Schritt 1: Sie brauchen eine Strategie
"Unverzichtbares Werkzeug ist ein sauberes Stakeholder-Management", so die Studie. Das bedeutet, dass alle Entscheider und wichtigen Kunden an der Entstehung an der Planung des Change-Prozesses beteiligt sind. Haben Sie das erst mal hinter sich gebracht, müssen nun auch die Anwender im Unternehmen, also die Mitarbeiter, mit ins Boot geholt werden.
Die Studie nennt das eine "Change Mission". Sie können zum Beispiele eine Abteilungs- und Ebenen-übergreifende Task Force bilden, die "strategischen Überlegungen in einen Mitmach-Prozess im Unternehmen zu übersetzen und diesen Prozess zu steuern", so die Studie. Ein paar Leitlinien und Führungsprinzipien später, schon können Sie sich mit der technischen Seite auseinandersetzen. Das bietet gerade CIOs die Möglichkeit, neue Formen der Zusammenarbeit zu erstellen. Sie können Wissen und Innovation neu verwalten und neue Formen der Zusammenarbeit schaffen.
Wandel braucht Zeit
Klingt zu schön, um wahr zu sein? Stimmt, so einfach ist es natürlich nicht. "Bekannte Business Cases, zum Beispiel bei BASF, der Continental AG oder Bosch, planen mit Zeiträumen von zwei bis zehn Jahren", schreibt Carsten Rossi, Geschäftsführer der PR-Agentur Kuhn, Kammann & Kuhn GmbH im Leitfaden.

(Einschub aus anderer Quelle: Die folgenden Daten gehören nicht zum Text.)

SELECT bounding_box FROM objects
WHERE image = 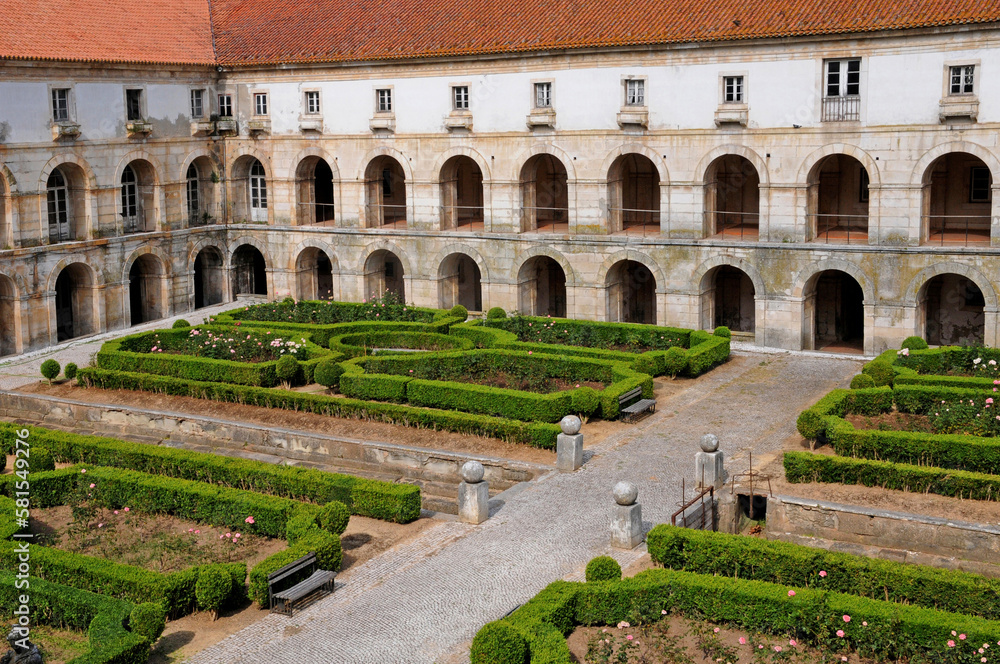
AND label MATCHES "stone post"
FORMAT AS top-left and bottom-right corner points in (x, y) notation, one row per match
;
(556, 415), (583, 472)
(457, 460), (489, 524)
(695, 434), (725, 489)
(610, 481), (643, 549)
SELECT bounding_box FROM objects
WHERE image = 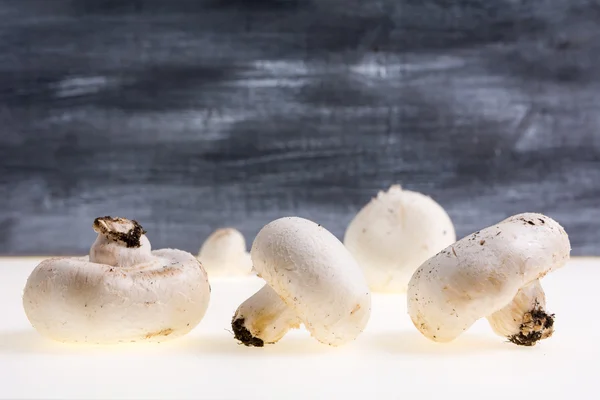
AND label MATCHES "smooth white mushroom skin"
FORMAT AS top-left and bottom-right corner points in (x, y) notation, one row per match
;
(23, 216), (211, 344)
(344, 185), (456, 293)
(197, 228), (253, 277)
(407, 212), (570, 346)
(232, 217), (371, 347)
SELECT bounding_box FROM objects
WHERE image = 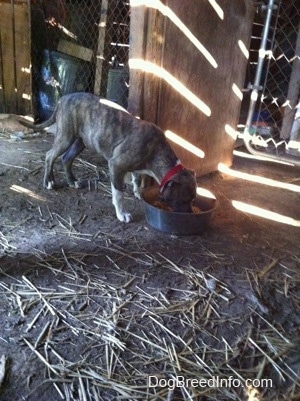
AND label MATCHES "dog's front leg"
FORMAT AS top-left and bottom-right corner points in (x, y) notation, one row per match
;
(111, 184), (132, 223)
(131, 172), (142, 199)
(109, 159), (132, 222)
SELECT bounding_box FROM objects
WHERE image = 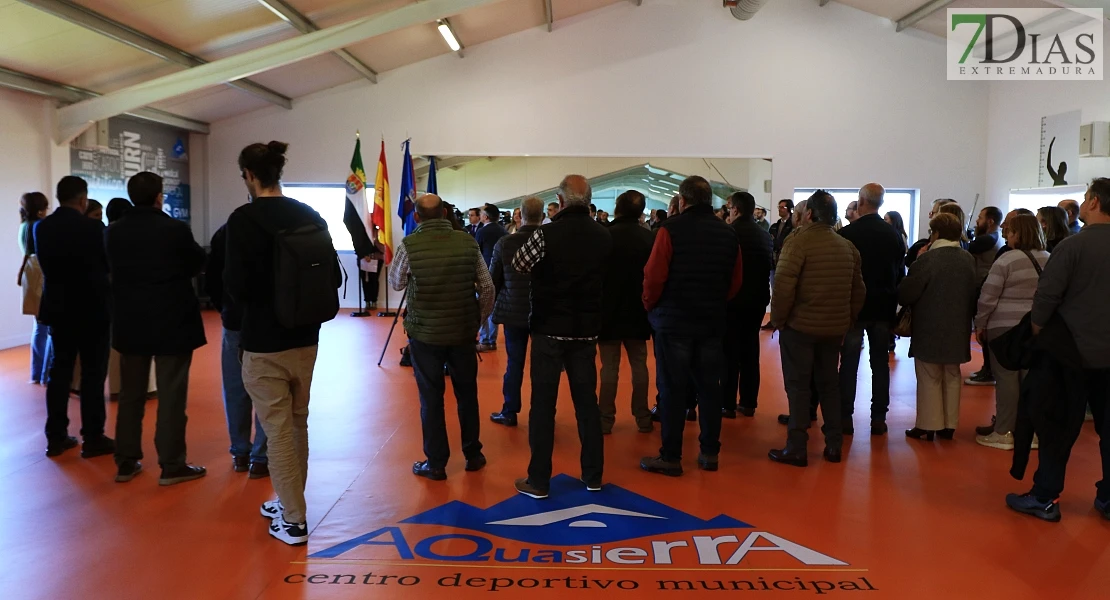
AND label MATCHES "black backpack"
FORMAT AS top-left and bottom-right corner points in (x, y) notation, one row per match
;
(251, 213), (341, 328)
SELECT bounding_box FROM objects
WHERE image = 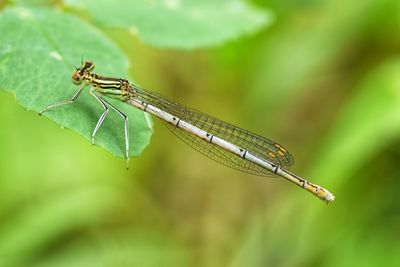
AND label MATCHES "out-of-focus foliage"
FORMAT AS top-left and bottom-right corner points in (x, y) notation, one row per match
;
(231, 59), (400, 267)
(1, 0), (400, 267)
(65, 0), (272, 49)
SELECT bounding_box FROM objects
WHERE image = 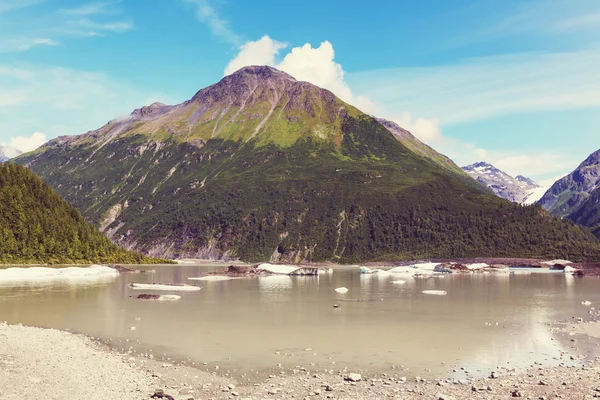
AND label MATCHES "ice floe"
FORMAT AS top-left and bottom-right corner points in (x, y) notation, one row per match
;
(128, 283), (201, 292)
(391, 280), (406, 285)
(0, 265), (118, 285)
(137, 294), (181, 301)
(256, 263), (319, 275)
(335, 287), (349, 294)
(422, 290), (447, 296)
(188, 276), (233, 281)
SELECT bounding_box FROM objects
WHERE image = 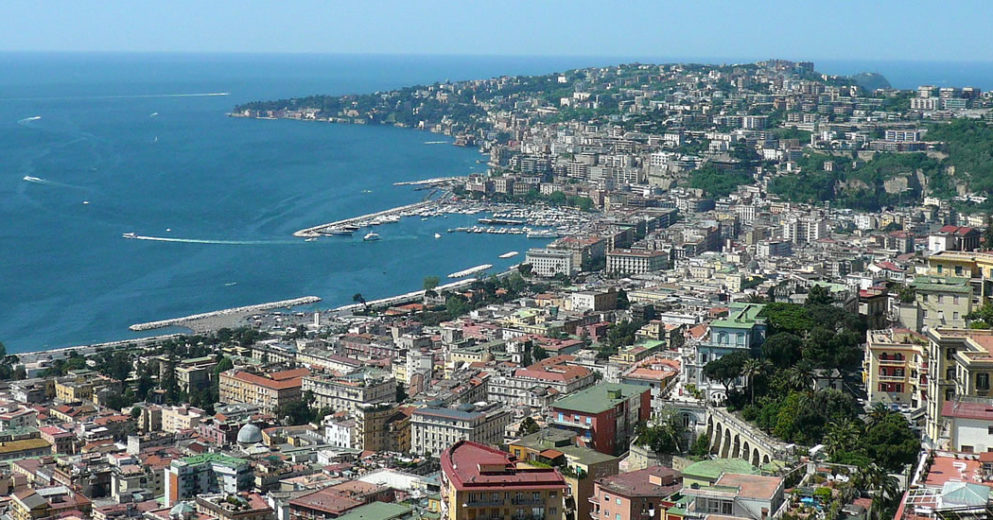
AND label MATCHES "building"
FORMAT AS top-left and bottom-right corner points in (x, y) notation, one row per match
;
(411, 403), (511, 456)
(569, 289), (618, 312)
(606, 249), (668, 275)
(218, 368), (310, 415)
(0, 401), (39, 431)
(863, 328), (928, 408)
(782, 216), (827, 244)
(682, 473), (785, 519)
(527, 248), (577, 277)
(686, 303), (767, 401)
(353, 403), (410, 452)
(195, 493), (275, 520)
(164, 453), (254, 506)
(0, 438), (51, 462)
(924, 328), (993, 445)
(589, 466), (682, 520)
(10, 487), (92, 520)
(928, 225), (981, 253)
(440, 440), (568, 520)
(302, 371), (396, 416)
(488, 356), (596, 411)
(940, 398), (993, 453)
(161, 405), (204, 433)
(898, 276), (972, 332)
(549, 383), (651, 455)
(289, 481), (395, 520)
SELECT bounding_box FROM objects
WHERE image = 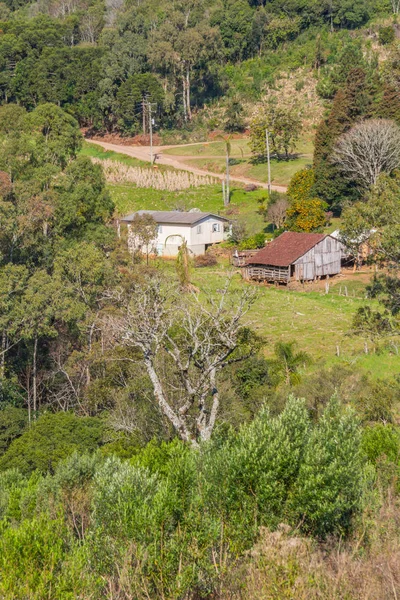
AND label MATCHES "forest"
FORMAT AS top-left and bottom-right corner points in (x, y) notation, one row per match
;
(1, 0), (400, 598)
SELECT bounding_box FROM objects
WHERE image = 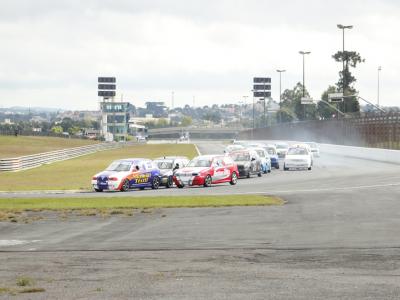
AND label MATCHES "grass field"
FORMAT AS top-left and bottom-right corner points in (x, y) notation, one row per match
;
(0, 195), (283, 211)
(0, 135), (98, 159)
(0, 144), (198, 191)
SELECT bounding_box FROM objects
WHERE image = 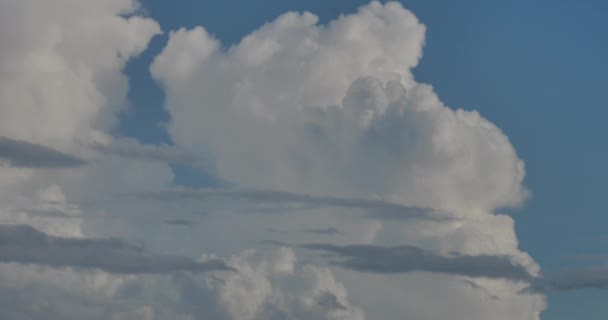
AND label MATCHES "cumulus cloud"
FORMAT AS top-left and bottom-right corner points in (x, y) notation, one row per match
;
(0, 136), (86, 168)
(0, 0), (163, 213)
(150, 2), (544, 319)
(151, 2), (527, 215)
(0, 247), (365, 320)
(188, 247), (366, 320)
(0, 224), (231, 274)
(0, 1), (160, 146)
(0, 0), (569, 318)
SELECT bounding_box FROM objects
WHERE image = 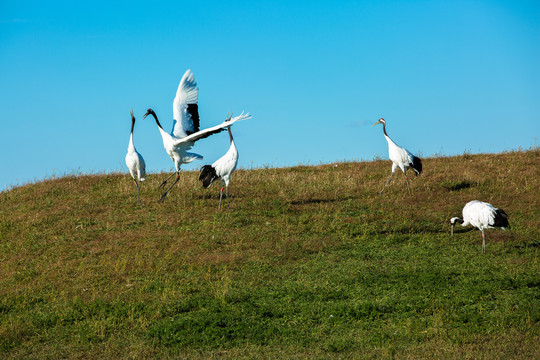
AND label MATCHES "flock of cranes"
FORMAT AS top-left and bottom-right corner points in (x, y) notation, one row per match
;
(125, 69), (509, 253)
(126, 69), (250, 206)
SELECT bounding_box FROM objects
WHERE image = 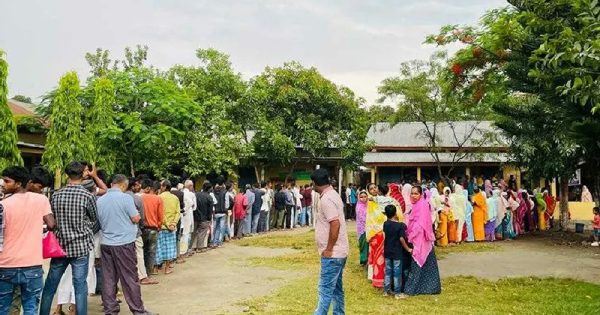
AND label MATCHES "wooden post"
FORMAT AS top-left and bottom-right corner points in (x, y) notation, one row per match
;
(417, 167), (422, 182)
(54, 169), (61, 190)
(465, 167), (471, 177)
(551, 179), (557, 196)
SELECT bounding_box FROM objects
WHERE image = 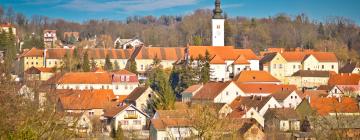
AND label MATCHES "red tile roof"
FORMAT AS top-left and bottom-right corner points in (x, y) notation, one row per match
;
(20, 48), (43, 57)
(310, 97), (359, 115)
(192, 81), (232, 101)
(236, 84), (297, 94)
(57, 72), (112, 84)
(210, 55), (226, 64)
(102, 104), (129, 117)
(188, 46), (259, 61)
(281, 52), (337, 62)
(328, 73), (360, 85)
(234, 70), (281, 83)
(233, 55), (250, 65)
(131, 46), (185, 60)
(230, 96), (273, 111)
(151, 118), (191, 130)
(58, 89), (117, 110)
(182, 84), (203, 94)
(25, 66), (54, 74)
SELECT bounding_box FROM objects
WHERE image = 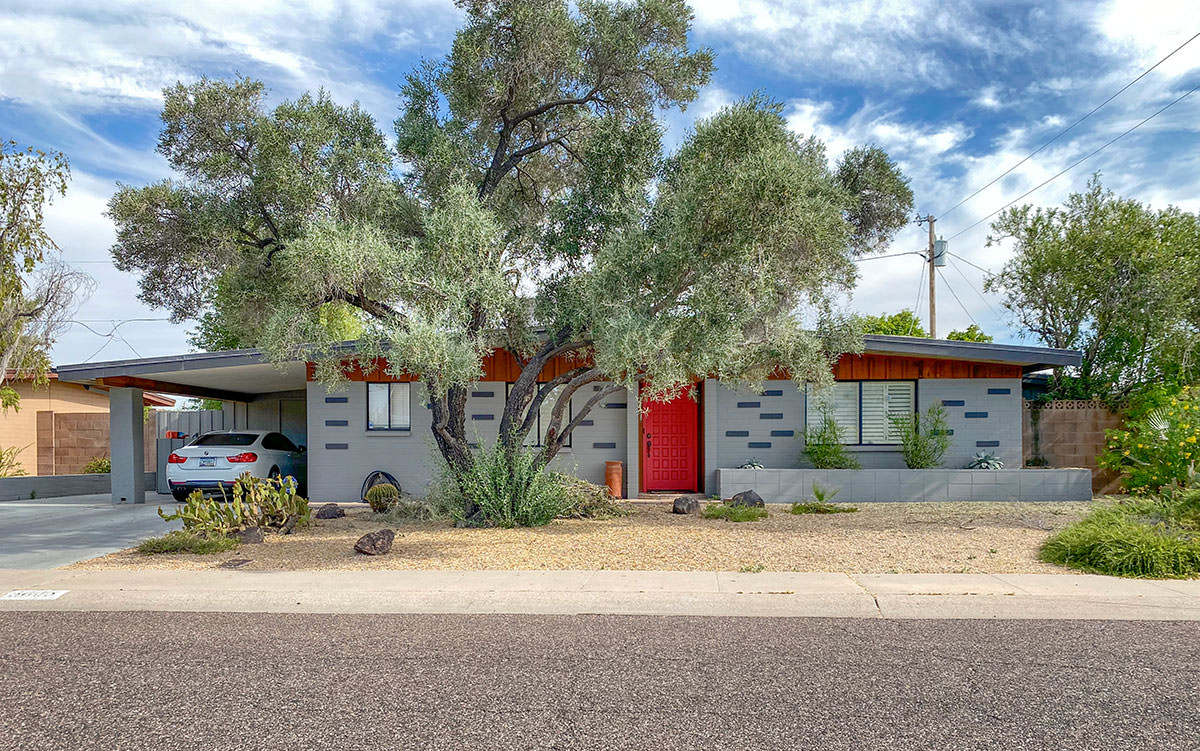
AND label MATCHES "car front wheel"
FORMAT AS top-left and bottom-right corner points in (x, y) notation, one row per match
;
(171, 488), (191, 502)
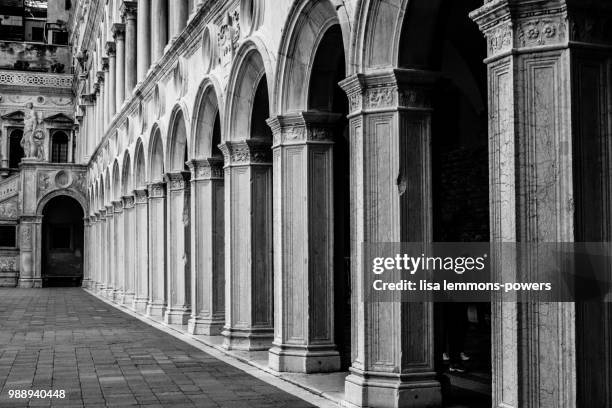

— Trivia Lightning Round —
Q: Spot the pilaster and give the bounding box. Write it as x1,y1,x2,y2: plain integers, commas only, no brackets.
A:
112,23,126,108
106,42,117,119
122,195,136,306
146,182,166,319
18,216,42,288
104,205,115,299
133,189,149,313
112,200,124,302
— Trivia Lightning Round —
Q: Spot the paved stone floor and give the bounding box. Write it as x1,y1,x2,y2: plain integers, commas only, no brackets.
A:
0,288,316,408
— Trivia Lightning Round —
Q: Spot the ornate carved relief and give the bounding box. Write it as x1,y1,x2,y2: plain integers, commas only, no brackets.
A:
148,182,166,198
219,140,272,165
165,172,191,191
188,159,224,180
133,189,148,204
0,71,73,89
122,195,135,209
21,224,31,248
366,87,395,109
517,17,566,47
0,176,19,201
0,257,17,272
218,11,240,67
0,197,19,219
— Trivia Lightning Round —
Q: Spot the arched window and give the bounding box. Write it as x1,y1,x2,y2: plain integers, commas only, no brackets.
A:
51,131,69,163
8,129,24,169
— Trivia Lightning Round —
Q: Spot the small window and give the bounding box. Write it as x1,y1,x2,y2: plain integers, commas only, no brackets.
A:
52,31,68,45
50,226,71,249
51,131,69,163
0,225,16,247
31,26,44,42
65,0,71,10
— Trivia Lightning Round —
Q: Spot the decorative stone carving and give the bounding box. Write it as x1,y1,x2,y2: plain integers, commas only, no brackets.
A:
0,257,17,272
122,195,135,209
148,182,166,198
0,71,73,88
21,103,46,160
517,17,566,47
0,176,19,201
105,41,116,57
37,172,52,196
21,224,31,248
133,189,148,204
187,158,224,180
0,197,19,218
219,140,272,165
218,11,240,66
54,170,72,188
165,172,191,191
365,86,395,109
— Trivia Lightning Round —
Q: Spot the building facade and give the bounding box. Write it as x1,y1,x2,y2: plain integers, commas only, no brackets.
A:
0,0,611,407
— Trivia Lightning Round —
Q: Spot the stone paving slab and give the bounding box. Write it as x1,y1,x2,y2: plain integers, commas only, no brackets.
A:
0,289,317,408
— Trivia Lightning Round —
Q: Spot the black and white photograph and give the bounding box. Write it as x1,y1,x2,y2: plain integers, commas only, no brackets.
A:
0,0,611,407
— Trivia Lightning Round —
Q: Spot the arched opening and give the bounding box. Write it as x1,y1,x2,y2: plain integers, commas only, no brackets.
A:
307,23,351,370
8,129,24,169
399,0,491,405
51,131,70,163
41,195,84,287
149,129,165,181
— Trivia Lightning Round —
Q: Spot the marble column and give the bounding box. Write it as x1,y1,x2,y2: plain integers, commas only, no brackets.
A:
266,112,341,373
106,42,116,119
471,2,612,407
133,189,149,313
95,74,104,141
150,0,167,62
82,217,91,288
112,23,126,108
113,201,125,302
104,206,114,298
102,58,109,130
97,210,107,293
168,0,187,41
122,195,136,305
17,216,41,288
187,159,225,335
220,140,274,350
163,171,191,325
122,2,138,98
339,70,440,407
146,182,167,318
136,0,150,82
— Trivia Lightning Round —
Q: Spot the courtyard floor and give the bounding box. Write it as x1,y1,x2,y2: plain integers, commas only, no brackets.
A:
0,288,320,408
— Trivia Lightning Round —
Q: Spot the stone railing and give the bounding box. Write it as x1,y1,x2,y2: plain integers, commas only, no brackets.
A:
0,70,73,89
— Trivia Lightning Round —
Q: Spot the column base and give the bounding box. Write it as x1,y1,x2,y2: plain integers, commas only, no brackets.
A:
341,370,441,408
268,345,341,373
104,287,114,299
113,290,124,303
122,292,135,306
164,307,190,325
146,302,165,319
187,316,225,335
222,327,274,351
132,297,149,314
17,278,40,288
81,279,91,289
95,283,105,293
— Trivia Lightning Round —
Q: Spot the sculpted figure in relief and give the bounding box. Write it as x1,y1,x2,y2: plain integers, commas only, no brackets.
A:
21,103,46,160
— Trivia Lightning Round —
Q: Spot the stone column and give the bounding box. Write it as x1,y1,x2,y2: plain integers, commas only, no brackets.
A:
137,0,150,82
105,205,115,298
95,73,104,141
338,70,440,407
187,159,225,335
150,0,167,62
163,171,191,325
266,112,341,373
113,201,125,302
470,2,612,407
122,195,136,305
168,0,187,41
112,23,126,108
122,2,138,98
102,58,109,130
18,216,41,288
106,42,117,119
82,217,91,288
220,140,274,350
133,189,149,313
97,209,107,293
146,182,167,318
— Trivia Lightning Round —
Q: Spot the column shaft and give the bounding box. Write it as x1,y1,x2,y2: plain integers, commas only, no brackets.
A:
106,43,117,119
220,140,274,350
168,0,187,40
133,189,149,312
164,172,191,325
146,182,167,318
113,24,126,109
123,4,137,98
137,0,150,81
122,196,136,305
150,0,167,62
187,159,225,335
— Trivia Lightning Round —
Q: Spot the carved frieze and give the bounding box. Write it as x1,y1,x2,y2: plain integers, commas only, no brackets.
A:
218,11,241,67
165,172,191,191
21,224,31,249
0,257,17,272
121,195,135,209
187,159,224,181
0,197,19,219
148,182,166,198
517,17,566,47
134,189,148,204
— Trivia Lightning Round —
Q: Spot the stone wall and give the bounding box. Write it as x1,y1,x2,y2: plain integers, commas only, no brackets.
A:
0,41,70,73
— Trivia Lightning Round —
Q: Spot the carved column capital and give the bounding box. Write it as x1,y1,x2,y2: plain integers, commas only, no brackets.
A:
121,1,138,20
147,182,166,198
99,208,107,218
164,171,191,191
106,41,116,57
133,188,148,204
101,57,109,72
219,140,272,166
96,71,105,83
187,158,224,181
105,205,114,218
112,200,123,213
112,23,126,39
122,195,135,209
267,111,341,147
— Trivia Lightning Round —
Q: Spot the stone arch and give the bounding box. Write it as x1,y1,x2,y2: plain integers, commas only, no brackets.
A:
36,189,88,217
148,126,165,182
133,138,147,189
103,167,111,206
98,177,105,210
111,160,121,202
191,76,225,159
274,0,346,113
224,36,275,142
121,151,132,196
166,104,190,171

Schritt 2: Implementierung
Glückwunsch, Sie haben schon eine "Change Vision" und eine "Change Mission" und eine ausgearbeitete Strategie? Jetzt müssen Sie das Ganze nur noch umsetzen. Aber Vorsicht: Im Gegensatz zu ERP-Plattformen ist eine Social-Media-Plattform nicht "alternativlos". Damit Ihr "Enterprise 2.0" kein Rohkrepierer wird, rät Rossi: "Die wichtigste Aufgabe des Projektteams ist in dieser Phase deshalb, für eine direkte Feedback-Schleife zu sorgen."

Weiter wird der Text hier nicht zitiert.